Minerals Strengthen America’s Arsenal

Author: Rich Nolan
Blue, digital-style illustration of a military fighter jet with the headline “Minerals Strengthen America’s Arsenal.”

America’s defense strength begins long before a missile is assembled or an artillery round leaves the line. It begins in the mine, the mill, the refinery and the factory. Minerals are the foundation of modern military readiness, and with attention focused on Iran, missile defense and munitions production, that truth is more relevant than ever. The Department of War is unambiguous: minerals are key to virtually every major defense system, from jet fighters to unmanned aircraft and submarines. Securing the supply chains that feed those systems is a national security imperative.

A Stronger Arsenal Starts with Stronger Supply Chains

The scale of what the Pentagon now requires is remarkable. After investing nearly $5 billion across fiscal 2023 and fiscal 2024 to expand munitions production capabilities, the U.S. Army is working toward a goal of 100,000 complete 155mm artillery rounds per month by 2026, up from about 14,000 when Russia invaded Ukraine in early 2022. Maj. Gen. John Reim, the Army’s Joint Program Executive Officer for Armaments and Ammunition, has called the current effort the largest investment in infrastructure and munitions production since World War II.

On the missile defense side, Lockheed Martin and the Department of Defense reached a seven-year framework agreement in January 2026 to more than triple annual PAC-3 MSE interceptor production capacity by the end of 2030, from approximately 600 units to 2,000. Numbers like these should sharpen attention on the mineral inputs required to make that scale possible. That is where the United States still faces real exposure. According to the USGS Mineral Commodity Summaries 2025, the U.S. was 100 percent net import reliant for 12 of the 50 individually listed critical minerals in 2024, and more than 50 percent net import reliant for another 28 critical mineral commodities.

China was the leading producing country for 30 of the 44 critical minerals for which USGS reported reliable estimates, including about 83 percent of global tungsten mine production, 99 percent of worldwide primary low-purity gallium production, and roughly 69 percent of rare earths mine production in 2024.

The Minerals Behind Munitions and Missile Defense

Antimony is the clearest example of how mineral vulnerability translates directly into defense risk. In December 2024, China banned antimony exports to the United States. The stakes are high. The U.S. Army says antimony trisulfide is used in nearly 30 percent of military ammunition items, mainly in primers. Primers are the small explosive components at the base of a cartridge or artillery shell that initiates combustion.

The Department of War has backed Perpetua Resource’s Idaho Stibnite project to help restore a domestic source of antimony critical to U.S. ammunition production, and construction at the Stibnite project began in October 2025. Gallium and rare earths tell a similar story. The U.S. was 100 percent import reliant for gallium in 2024, and rare earth import reliance stood at 80 percent. In February 2025, China also added export controls on tungsten, which it dominates globally and is used in armor-piercing projectiles. These are not abstract vulnerabilities. They bear directly on America’s ability to expand the defense systems now in demand.

Washington is Moving and America Should Move Faster

Policymakers are acting with greater urgency than ever before. In January 2025, the White House directed the Secretary of War to ensure the National Defense Stockpile can provide a robust supply of critical minerals in the event of a future shortfall, and in February 2026 it launched Project Vault, establishing a U.S. Strategic Critical Minerals Reserve.
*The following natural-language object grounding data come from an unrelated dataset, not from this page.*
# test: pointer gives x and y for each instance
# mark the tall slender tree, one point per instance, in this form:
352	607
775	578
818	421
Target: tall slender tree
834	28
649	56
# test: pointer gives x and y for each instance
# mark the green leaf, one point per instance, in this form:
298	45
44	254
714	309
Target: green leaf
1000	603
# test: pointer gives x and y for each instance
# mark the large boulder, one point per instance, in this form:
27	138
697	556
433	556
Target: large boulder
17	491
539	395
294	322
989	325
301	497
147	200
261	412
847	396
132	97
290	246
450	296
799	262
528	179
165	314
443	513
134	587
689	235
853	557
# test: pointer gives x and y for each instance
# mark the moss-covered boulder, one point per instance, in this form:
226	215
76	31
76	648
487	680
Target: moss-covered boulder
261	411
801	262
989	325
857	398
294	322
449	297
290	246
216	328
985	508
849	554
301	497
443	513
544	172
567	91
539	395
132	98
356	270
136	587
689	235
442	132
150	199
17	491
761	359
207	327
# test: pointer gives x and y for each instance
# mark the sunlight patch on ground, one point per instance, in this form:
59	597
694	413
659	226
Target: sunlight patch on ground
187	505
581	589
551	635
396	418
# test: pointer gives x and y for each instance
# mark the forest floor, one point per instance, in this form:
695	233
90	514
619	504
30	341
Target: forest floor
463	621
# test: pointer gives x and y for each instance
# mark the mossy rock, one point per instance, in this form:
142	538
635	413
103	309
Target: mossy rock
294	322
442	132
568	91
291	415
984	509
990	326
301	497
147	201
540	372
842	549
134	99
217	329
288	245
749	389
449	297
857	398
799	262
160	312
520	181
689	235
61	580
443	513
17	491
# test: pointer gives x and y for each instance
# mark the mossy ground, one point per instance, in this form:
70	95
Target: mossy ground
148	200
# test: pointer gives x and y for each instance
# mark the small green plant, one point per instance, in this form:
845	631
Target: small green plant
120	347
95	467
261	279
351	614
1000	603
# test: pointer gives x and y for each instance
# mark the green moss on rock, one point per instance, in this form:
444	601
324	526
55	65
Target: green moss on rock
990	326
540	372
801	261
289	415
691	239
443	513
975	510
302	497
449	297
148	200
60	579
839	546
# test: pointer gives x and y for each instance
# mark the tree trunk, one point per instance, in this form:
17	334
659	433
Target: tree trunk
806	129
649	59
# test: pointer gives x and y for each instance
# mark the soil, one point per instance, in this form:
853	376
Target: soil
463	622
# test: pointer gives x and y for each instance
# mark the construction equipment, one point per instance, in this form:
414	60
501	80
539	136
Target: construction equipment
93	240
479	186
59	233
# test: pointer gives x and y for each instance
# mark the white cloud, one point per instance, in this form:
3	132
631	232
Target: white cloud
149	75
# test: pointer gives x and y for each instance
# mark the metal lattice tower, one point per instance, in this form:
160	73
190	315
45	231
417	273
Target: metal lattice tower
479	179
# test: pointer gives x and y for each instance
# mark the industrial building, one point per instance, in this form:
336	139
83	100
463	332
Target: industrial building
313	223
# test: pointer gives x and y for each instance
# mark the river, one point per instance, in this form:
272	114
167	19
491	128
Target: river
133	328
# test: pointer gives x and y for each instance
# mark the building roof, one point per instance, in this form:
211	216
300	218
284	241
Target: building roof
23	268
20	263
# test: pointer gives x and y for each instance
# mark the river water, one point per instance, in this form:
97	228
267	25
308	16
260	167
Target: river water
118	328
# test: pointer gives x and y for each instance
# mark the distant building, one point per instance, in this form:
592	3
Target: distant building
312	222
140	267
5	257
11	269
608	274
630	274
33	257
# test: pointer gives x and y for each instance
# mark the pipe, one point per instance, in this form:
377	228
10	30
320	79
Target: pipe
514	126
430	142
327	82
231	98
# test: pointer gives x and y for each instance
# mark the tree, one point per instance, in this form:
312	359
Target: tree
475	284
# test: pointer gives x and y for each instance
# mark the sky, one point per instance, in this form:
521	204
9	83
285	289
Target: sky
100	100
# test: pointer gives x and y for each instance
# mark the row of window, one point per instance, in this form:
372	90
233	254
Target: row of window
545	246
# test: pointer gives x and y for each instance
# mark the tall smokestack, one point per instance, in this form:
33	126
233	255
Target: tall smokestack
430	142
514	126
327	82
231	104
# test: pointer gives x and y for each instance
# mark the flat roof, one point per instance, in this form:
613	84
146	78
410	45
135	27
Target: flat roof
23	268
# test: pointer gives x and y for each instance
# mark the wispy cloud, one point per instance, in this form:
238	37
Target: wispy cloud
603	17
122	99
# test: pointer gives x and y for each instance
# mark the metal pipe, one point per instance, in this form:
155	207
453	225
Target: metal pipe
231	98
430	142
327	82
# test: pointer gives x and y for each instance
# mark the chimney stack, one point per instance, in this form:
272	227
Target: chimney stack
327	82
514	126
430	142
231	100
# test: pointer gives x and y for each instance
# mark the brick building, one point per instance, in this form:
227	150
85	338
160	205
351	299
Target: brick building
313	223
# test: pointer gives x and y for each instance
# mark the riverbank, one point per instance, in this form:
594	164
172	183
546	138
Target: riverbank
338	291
But the challenge ahead is not stockpiling alone. It requires steady domestic production, processing infrastructure, skilled workers, and durable coordination between government and industry.

American Mining is Ready to Answer the Call

The United States has substantial mineral resources, world-class miners, deep capital markets and a national imperative that grows clearer with every headline about missile defense and munitions. New munitions facilities are opening. The policy and investment signals are pointing in the right direction.

Defense supply chains are only as strong as the mineral supply chains beneath them. If America wants a stronger arsenal and a defense industrial base ready for the demands of this decade, the path forward runs through American mines, American mills and American workers. That’s where strength has always started, and it’s where it will be secured again.